Audio Inspector
The Auphonic Audio Inspector is shown on the result page of a finished production and displays details about what our algorithms are changing in audio files. It is possible to zoom and scroll within audio waveforms and the Audio Inspector might be used to manually check production result and input files.
If you just want to try the Auphonic Audio Inspector yourself, take a look at this Multitrack Audio Inspector Example.
Inspector Usage
- Seek in Audio Files
Click or tap inside the waveform to seek in files. The red playhead will show the current audio position.
- Zoom In/Out
Use the zoom buttons ([+] and [-]), the mouse wheel or zoom gestures on touch devices to zoom in/out the audio waveform.
- Scroll Waveforms
If zoomed in, use the scrollbar or drag the audio waveform directly (with your mouse or on touch devices).
- Show Legend
Click the [?] button to show or hide the Legend, which describes details about the visualizations of the audio waveform.
- Show Stats
Use the Show Stats link to display Audio Processing Statistics of a production.
- Show Input Track(s)
Click Show Input to show or hide input track(s) of a production: now you can see and listen to input and output files for a detailed comparison. Please click directly on the waveform to switch/unmute a track - muted tracks are grayed out slightly:
Fullscreen Mode
Please click on the fullscreen button (bottom right) to switch to fullscreen mode.
Now the audio tracks use all available screen space to see all waveform details:
In fullscreen mode, it’s also possible to control playback and zooming with keyboard shortcuts:
Press [Space] to start/pause playback, use [+] to zoom in and [-] to zoom out.
Singletrack Algorithms Inspector
First, we discuss the analysis data of our Singletrack Post Production Algorithms.
The audio levels of output and input files, measured according to the ITU-R BS.1770 specification, are displayed directly as the audio waveform. Click on Show Input to see the input and output file. Only one file is played at a time, click directly on the Input or Output track to unmute a file for playback:
- Waveform Segments: Music and Speech (gold, blue)
Music/Speech segments are displayed directly in the audio waveform: Music segments are plotted in gold/yellow, speech segments in blue (or light/dark blue).
- Waveform Segments: Leveler High/No Amplification (dark, light blue)

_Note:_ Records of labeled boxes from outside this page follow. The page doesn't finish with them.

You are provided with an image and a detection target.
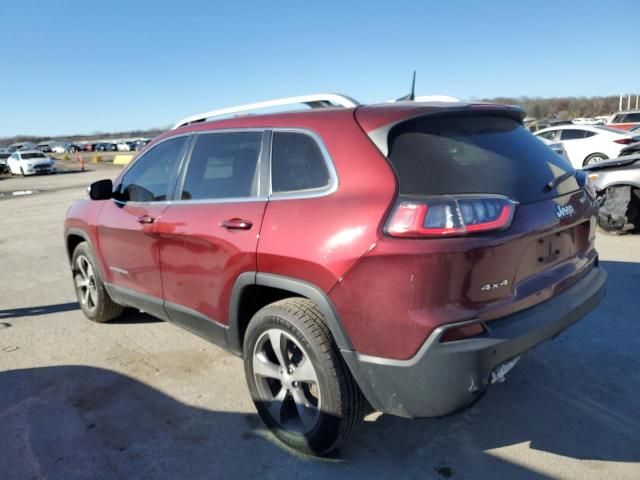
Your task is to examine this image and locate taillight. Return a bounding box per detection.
[386,195,516,238]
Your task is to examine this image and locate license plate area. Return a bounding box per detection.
[535,223,589,266]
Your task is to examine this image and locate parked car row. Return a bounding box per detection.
[0,150,56,176]
[0,139,149,153]
[535,125,640,168]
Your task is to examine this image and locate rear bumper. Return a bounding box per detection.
[342,267,607,418]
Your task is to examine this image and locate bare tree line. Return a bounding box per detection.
[0,95,635,145]
[482,95,635,120]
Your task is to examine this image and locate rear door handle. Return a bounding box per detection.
[220,218,253,230]
[138,215,156,225]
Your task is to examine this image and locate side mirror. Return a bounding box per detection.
[89,180,113,200]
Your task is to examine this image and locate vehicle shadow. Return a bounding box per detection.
[0,262,640,480]
[0,302,80,320]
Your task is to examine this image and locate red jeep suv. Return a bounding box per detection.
[65,95,606,454]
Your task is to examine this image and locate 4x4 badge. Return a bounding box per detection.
[480,278,509,291]
[556,205,576,218]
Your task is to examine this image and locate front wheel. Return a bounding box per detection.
[582,153,609,167]
[244,298,366,455]
[71,242,123,323]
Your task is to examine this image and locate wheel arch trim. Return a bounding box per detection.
[227,272,353,353]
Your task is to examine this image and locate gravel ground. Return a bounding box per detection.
[0,171,640,480]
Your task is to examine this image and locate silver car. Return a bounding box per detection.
[585,154,640,233]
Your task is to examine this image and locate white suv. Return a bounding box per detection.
[7,150,56,176]
[535,125,640,168]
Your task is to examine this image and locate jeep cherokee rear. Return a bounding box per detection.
[65,96,606,453]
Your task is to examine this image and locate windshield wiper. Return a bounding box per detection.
[544,172,576,192]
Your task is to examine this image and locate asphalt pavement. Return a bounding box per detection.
[0,171,640,480]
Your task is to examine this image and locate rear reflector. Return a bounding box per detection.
[386,195,516,238]
[440,323,485,342]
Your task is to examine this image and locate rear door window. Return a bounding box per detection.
[560,129,595,141]
[114,136,187,202]
[271,132,330,193]
[389,115,579,203]
[180,132,262,200]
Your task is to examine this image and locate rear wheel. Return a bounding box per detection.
[71,242,123,323]
[244,298,366,455]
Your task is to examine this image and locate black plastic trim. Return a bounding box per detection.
[164,302,227,349]
[342,266,607,418]
[104,282,169,321]
[227,272,353,353]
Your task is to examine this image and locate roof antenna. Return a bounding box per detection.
[396,70,416,102]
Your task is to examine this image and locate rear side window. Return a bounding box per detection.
[114,137,187,202]
[181,132,262,200]
[389,115,579,203]
[271,132,329,193]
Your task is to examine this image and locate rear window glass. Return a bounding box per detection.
[389,115,579,203]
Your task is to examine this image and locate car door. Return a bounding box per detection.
[97,136,189,318]
[156,130,267,343]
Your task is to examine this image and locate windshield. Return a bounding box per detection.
[20,152,47,160]
[389,115,579,203]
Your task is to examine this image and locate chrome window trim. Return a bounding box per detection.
[174,127,268,205]
[269,128,339,200]
[112,127,339,206]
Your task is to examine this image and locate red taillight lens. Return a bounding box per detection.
[386,196,516,238]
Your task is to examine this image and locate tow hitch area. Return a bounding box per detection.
[489,357,520,384]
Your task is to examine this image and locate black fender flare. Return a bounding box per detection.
[64,228,95,263]
[227,272,353,354]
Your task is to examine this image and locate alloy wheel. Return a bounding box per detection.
[74,255,98,312]
[252,328,322,434]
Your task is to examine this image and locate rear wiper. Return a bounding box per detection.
[544,172,575,192]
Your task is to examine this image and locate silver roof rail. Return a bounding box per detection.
[171,93,360,130]
[385,95,462,103]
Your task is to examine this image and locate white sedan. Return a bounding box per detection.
[535,125,640,168]
[7,150,56,175]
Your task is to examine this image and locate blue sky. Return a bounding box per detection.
[0,0,640,137]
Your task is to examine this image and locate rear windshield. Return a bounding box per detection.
[389,115,579,203]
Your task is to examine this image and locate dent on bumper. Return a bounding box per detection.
[342,267,607,418]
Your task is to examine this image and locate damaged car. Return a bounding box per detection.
[586,154,640,234]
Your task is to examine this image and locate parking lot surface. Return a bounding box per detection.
[0,171,640,480]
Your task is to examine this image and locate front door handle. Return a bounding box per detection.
[138,215,156,225]
[220,218,253,230]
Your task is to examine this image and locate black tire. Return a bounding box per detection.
[243,298,367,455]
[71,242,124,323]
[582,153,609,167]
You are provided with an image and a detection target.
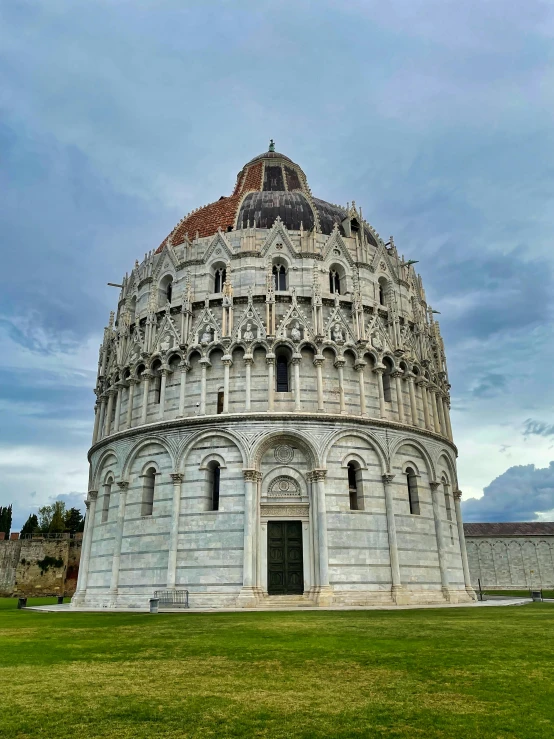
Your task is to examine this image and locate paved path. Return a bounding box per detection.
[25,598,532,613]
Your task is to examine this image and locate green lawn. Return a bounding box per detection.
[0,599,554,739]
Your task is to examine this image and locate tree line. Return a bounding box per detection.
[0,500,85,539]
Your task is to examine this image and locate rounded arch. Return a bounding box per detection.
[321,428,388,475]
[390,436,436,481]
[175,427,248,472]
[92,447,121,490]
[198,452,227,470]
[122,436,175,480]
[249,429,320,469]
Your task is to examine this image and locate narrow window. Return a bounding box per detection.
[348,462,358,511]
[406,467,419,516]
[277,355,289,393]
[210,462,221,511]
[102,477,113,523]
[329,269,340,295]
[442,480,452,529]
[140,467,156,516]
[383,367,392,403]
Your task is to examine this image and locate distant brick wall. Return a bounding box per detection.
[0,538,82,597]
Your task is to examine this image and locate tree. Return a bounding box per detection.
[64,508,83,534]
[20,513,39,535]
[48,500,65,534]
[0,505,12,539]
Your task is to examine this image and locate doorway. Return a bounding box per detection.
[267,521,304,595]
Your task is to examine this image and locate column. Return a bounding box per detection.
[167,472,184,590]
[354,362,367,416]
[429,387,441,434]
[127,377,137,429]
[73,490,98,605]
[92,402,101,446]
[335,359,346,413]
[437,391,447,436]
[429,482,450,601]
[417,377,431,431]
[244,354,254,412]
[198,357,208,416]
[373,364,387,418]
[292,354,302,411]
[442,395,453,441]
[454,490,474,600]
[113,382,124,434]
[265,354,275,413]
[312,470,332,605]
[110,480,129,606]
[238,469,258,607]
[383,475,406,604]
[392,370,406,423]
[104,387,115,436]
[408,372,419,426]
[179,359,190,418]
[221,355,233,413]
[314,354,325,412]
[159,367,169,421]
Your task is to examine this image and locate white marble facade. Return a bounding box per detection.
[73,151,474,607]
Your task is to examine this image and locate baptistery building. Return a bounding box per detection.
[73,144,474,608]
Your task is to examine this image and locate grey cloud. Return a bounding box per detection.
[463,462,554,521]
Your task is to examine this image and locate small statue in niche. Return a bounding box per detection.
[290,321,302,342]
[332,323,344,344]
[160,334,171,352]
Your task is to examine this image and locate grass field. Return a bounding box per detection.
[0,599,554,739]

Speech segments can be displayed in normal, dark or light blue: Dark blue means that the input signal was very quiet and contains speech, therefore the Adaptive Leveler has to use a high amplification value in this segment.
In light blue regions, the input signal was very quiet as well, but our classifiers decided that the signal should not be amplified (breathing, noise, background sounds, etc.).
- Background Segments: Leveler Fade Up/Down (yellow, orange)
If the volume of an input file changes in a fast way, the Adaptive Leveler volume curve will increase/decrease very fast as well (= fade) and should be placed in speech pauses. Otherwise, if fades are too slow or during active speech, one will hear pumping speech artifacts.
Exact fade regions are plotted as yellow (fade up, volume increase) and orange (fade down, volume decrease) background segments in the audio inspector.
- Horizontal Lines: Noise and Hum Reduction Profiles (red)
Our Noise and Reverb Reduction and Static Denoiser algorithms segment the audio file in regions with different background noise characteristics, which are displayed as red horizontal lines in the audio inspector (top lines for noise reduction, bottom lines for hum reduction).
Then a noise print is extracted in each region and a classifier decides if and how much noise reduction is necessary - this is plotted as a value in dB below the top red line.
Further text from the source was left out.